Broadcaster Alan Whicker dies at 87
Alan Whicker, who brought the lifestyles of the rich and famous into UK homes for decades, has been hailed as a unique and original figure in broadcasting after his death at the age of 87.
The globetrotting TV presenter and reporter died at his home in Jersey after suffering from bronchial pneumonia.
Whicker was best known for his Whicker's World TV series for 31 years but was a familiar personality in his own right.
Monty Python star Michael Palin - who famously parodied him in one sketch, but went on to follow in his footsteps as a travel broadcaster - called him "a great character, a great traveller and an excellent reporter". And presenter and writer Stephen Fry called Whicker's death "sad news".
The Whicker's World documentary series - which was screened on both the BBC and ITV - gave viewers a glimpse of exotic jetset lifestyles which were beyond almost everyone's reach. The show saw him interviewing the rich, glamorous and powerful as he presented viewers with a glimpse into the lives of figures such as Joan Collins, Peter Sellers, the Sultan of Brunei and the Haitian president Papa Doc Duvalier.
In 2009, he returned to some of the locations and people who featured over the years for a BBC series, Alan Whicker's Journey Of A Lifetime.
Egypt-born Whicker had also been a war correspondent and, during his own service in the Second Word War, he was among the first group of Allied forces to enter Milan and he filmed footage of the body of Mussolini.
His distinctive voice and delivery led to him regularly being parodied, including Python's "Whicker Island" spoof in which the team all mimicked the presenter. There was even a novelty record rap record delivered Whicker-style, called Wikka Wrap, which made the top 20 in 1981, and he once entered a Whicker soundalike contest, finishing only in third place.
Whicker, who was awarded a CBE for his services to broadcasting eight years ago, moved to the UK as a child. He went on to become a captain in the Devonshire Regiment, and was in the Army Film and Photo Unit in Italy in 1943. After the war, as a news journalist, he was a correspondent in the Korean War, during which he was mistakenly reported to have been killed, but in a telegraph to reassure people he was still alive he wrote: "Unkilled. Uninjured. Onpressing."
After joining the BBC in 1957, he became a reporter for the Tonight programme and within a couple of years he had launched Whicker's World, a hugely popular programme which continued until 1990. He was also an early shareholder in the ITV regional station Yorkshire Television, which produced Whicker's World for many years.
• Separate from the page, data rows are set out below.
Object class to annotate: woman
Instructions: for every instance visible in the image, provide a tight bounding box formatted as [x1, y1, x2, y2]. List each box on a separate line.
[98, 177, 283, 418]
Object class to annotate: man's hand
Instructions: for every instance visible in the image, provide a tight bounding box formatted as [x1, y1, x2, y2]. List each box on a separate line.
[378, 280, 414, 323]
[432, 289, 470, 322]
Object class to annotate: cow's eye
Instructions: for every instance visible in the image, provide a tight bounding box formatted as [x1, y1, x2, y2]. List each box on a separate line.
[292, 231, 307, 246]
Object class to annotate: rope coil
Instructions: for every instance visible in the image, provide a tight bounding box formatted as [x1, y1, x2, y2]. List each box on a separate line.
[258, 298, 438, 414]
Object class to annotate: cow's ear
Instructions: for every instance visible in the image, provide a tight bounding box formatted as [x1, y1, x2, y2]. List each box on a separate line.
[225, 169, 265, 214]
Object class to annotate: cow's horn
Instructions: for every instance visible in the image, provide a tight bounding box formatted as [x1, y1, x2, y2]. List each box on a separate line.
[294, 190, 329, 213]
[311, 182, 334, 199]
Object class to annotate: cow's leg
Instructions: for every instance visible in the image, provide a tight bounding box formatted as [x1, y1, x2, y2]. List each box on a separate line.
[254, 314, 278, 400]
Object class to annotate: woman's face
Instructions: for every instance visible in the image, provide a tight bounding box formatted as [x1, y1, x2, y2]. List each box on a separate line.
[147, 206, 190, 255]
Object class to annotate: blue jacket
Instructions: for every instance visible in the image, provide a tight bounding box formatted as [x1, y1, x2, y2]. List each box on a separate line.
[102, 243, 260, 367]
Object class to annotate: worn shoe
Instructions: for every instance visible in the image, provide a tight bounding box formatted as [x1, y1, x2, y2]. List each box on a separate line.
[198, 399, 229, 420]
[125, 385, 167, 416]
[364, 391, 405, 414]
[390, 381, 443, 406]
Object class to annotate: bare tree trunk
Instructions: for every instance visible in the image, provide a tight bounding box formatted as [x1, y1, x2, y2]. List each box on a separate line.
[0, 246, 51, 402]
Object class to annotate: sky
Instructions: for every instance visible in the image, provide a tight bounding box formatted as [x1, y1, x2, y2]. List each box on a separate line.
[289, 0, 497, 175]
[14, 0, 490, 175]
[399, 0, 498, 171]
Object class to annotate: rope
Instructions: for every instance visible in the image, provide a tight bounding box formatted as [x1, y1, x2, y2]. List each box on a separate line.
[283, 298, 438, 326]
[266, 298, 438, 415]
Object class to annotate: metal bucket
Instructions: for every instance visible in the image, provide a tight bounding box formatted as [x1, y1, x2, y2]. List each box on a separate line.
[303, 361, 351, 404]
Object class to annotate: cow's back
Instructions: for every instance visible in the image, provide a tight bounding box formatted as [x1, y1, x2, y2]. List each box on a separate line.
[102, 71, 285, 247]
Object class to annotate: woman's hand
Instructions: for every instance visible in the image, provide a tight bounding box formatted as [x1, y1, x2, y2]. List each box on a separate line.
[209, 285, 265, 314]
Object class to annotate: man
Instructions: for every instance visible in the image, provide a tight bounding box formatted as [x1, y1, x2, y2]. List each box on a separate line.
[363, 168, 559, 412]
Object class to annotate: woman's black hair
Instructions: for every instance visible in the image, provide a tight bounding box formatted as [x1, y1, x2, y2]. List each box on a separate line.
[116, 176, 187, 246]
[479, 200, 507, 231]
Whicker was honoured with the Richard Dimbleby Award at the Baftas in 1978 for his contribution to broadcasting.
Peter Fincham, ITV's director of television, said: "Alan Whicker was a genuinely unique, iconic figure and positive force in broadcasting.
"He leaves a rich legacy, having been hugely influential in shaping several generations' understanding of the wider world with his long-running series Whicker's World as well as having played a key role in setting up our own regional channel, Yorkshire Television. We are very sad to hear of his passing today."
Whicker's partner of more than 40 years, Valerie Kleeman, said: "A few years ago a poll asked who was the most envied man in the country - and Alan won by a country mile.
"He said that he didn't know where work ended and private life began. Quoting Noel Coward, he would say 'Work is more fun than fun'.
"On this last journey he will arrive curious, fascinated and ready for a new adventure. He has had a wonderful life and I was lucky to have shared it with him."
Film-maker David Green, the president and chairman of September Films USA, who worked with Whicker on a number of occasions, said: "He was a television giant. I made my first of 24 films with him as a baby director in Alaska, 36 years ago next month.
"A true original, his passion for TV and life was unique. A brilliant popular journalist and observer of the human state who achieved legendary status among his peers and was loved by the great British public."